# Veritas scraper plane any good?



## SCOTSMAN (Aug 1, 2008)

Does anyone here have a Veritas scraper plane? And could they tell me good or bad how it is ?And is it an expensive unusable toy ?As I maybe feel it might be ,as it removes very little wood but then again I don't know having never used one if you have one or have used one please reply ?Alistair


----------



## donwilwol (May 16, 2011)

I've got the Veritas scraper plane.



















It a very nice and very usable tool. I tend to reach for the vintage #112 more, but I can't really tell you why.


----------



## descolada (Jun 23, 2013)

I got mine a few months ago and I use it quite a lot. It doesn't remove a huge amount of material, but it's not supposed to. I use it for final smoothing and it works great on figured woods.


----------



## JoeinGa (Nov 26, 2012)

Well *OF COURSE *Don W has one. Who here would think he Didn't??


----------



## alba (Jul 31, 2010)

I bought two Veritas planes recently and they had Chinese blades.
Nice steel, dont know why they dont make their own.

Jamie


----------



## JoeLyddon (Apr 22, 2007)

I DO NOT have one… BUT,
I'll bet you anything you want to bet… That it is Very Good!

They just make Excellent stuff… they try to make the Best!
... and from what I've heard, are doing pretty good.

I think you will be happy with it… if you get one…


----------



## JGM0658 (Aug 16, 2011)

I have both the Veritas and the LN scraping planes.
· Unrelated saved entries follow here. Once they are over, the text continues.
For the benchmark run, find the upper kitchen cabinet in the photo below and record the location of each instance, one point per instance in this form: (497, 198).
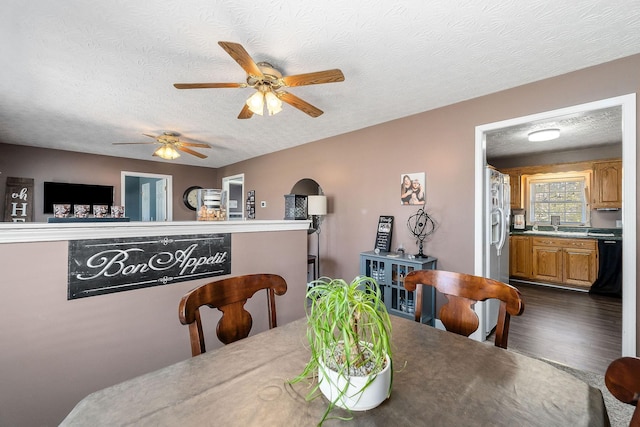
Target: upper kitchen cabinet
(607, 185)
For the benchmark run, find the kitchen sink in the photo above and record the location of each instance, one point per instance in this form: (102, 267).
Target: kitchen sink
(559, 233)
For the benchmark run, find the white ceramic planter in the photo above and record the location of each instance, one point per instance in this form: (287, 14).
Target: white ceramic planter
(355, 398)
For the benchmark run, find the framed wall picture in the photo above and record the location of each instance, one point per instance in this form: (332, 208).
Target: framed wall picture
(384, 233)
(412, 188)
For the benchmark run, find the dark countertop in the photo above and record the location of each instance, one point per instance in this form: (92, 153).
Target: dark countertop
(592, 233)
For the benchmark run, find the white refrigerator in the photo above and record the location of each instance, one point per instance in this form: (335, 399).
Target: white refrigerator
(496, 241)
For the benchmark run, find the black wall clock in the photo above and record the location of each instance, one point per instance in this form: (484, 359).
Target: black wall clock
(190, 197)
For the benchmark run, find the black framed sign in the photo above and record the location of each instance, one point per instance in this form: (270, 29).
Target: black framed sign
(383, 236)
(18, 204)
(103, 266)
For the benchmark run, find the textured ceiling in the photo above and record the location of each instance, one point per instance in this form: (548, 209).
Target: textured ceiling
(79, 75)
(586, 129)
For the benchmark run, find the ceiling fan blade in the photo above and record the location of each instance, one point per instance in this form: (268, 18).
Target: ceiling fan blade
(193, 153)
(193, 144)
(298, 103)
(237, 52)
(207, 85)
(328, 76)
(245, 113)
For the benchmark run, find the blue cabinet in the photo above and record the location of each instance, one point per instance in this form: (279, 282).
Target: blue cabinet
(389, 270)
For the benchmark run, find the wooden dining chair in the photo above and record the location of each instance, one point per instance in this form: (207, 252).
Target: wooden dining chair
(462, 291)
(622, 378)
(229, 296)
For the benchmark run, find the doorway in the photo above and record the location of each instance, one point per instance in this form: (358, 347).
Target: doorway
(146, 197)
(628, 105)
(234, 190)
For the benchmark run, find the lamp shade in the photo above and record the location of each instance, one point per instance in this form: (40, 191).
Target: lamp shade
(317, 205)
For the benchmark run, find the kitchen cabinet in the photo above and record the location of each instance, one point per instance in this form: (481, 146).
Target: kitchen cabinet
(514, 180)
(389, 271)
(515, 176)
(607, 185)
(564, 261)
(520, 257)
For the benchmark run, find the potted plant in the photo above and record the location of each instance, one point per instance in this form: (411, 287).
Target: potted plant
(349, 333)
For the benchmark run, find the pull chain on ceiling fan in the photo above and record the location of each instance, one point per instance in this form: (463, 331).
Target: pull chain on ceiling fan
(170, 146)
(268, 83)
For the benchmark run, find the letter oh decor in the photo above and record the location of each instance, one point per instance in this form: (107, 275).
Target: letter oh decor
(103, 266)
(18, 205)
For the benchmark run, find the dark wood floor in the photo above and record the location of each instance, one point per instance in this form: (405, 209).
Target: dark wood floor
(573, 328)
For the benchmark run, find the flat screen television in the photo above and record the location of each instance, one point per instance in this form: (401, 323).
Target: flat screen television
(76, 194)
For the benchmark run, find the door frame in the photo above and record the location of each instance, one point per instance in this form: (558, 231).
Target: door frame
(628, 105)
(168, 191)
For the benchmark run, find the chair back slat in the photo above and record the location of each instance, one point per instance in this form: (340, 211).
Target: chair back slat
(462, 291)
(228, 295)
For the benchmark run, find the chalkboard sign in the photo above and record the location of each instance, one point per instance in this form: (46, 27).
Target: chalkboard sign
(103, 266)
(18, 205)
(383, 236)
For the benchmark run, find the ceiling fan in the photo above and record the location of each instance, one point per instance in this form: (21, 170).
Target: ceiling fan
(170, 144)
(269, 84)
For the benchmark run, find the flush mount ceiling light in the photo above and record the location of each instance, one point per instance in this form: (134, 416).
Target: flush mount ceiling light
(544, 135)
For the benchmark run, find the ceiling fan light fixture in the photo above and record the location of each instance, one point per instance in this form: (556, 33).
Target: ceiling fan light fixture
(274, 105)
(167, 152)
(256, 103)
(544, 135)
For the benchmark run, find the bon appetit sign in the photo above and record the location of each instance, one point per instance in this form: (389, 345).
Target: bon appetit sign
(103, 266)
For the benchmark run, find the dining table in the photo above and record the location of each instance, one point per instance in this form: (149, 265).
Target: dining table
(439, 379)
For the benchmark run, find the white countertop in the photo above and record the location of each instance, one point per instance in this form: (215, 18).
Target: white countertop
(46, 232)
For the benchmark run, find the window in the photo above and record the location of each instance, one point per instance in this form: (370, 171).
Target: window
(564, 195)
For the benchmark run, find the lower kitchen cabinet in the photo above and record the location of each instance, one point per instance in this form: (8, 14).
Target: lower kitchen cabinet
(389, 271)
(520, 257)
(564, 261)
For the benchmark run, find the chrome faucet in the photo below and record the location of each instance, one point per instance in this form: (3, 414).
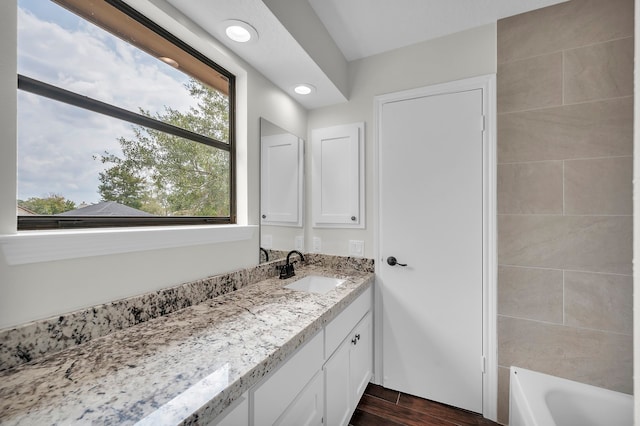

The advantages of the Veritas are a thin blade and the screw to bow the blade, the LN does not have this. IMO the LN is better made, but since the blade is too thick and you are unable to bow it, I only use it for rough scraping. For example, initial scraping after some tear out. OTOH it is easier to set than the Veritas. For some reason I have a heck of a time setting the Veritas plane, while the LN seems to be squared better.

Is it a toy, not IMO, it is very useful if you are scraping large areas.


----------



## sikrap (Mar 15, 2009)

@Jamie- You bought Veritas planes and they had CHINESE irons??? I'm guessing you bought them used since Veritas (Lee Valley) does make their own irons. If you bought them new, I'd contact the Lee Valley CS office and ask about that.


----------



## HarveyDunn (Aug 29, 2013)

Somewhat OT, and apologies if this is "hijacking the thread", but: can someone compare the whys and wheres of a "scraper plane" vs. just a hand-held card scraper?


----------



## chrisstef (Mar 3, 2010)

Burnt thumbs. Fiddling with angles. Corners of the card scraper digging into parts of your hands. Fatigue. Those are the doenfalls of hand scraping. It all depends if you think those annoyances are worth $200 or so.


----------



## WayneC (Mar 8, 2007)

+1 Chris. Get a hand scraper and try it for a while. I think I only paid about $70 for my 112. Not tried the Veritas scraper although I might have to given the Woodworking show is in town next weekend and LV will be there. Another less expensive option are the #80 and #81 scrapers. They can be found for $10-$20 if you hunt around. Or for that matter, you could make one. Lots of examples on the LJ site.


----------



## donwilwol (May 16, 2011)

+1 for Stef's comments. Its not an either or. I still use card scrapers for small areas or uneven terrain.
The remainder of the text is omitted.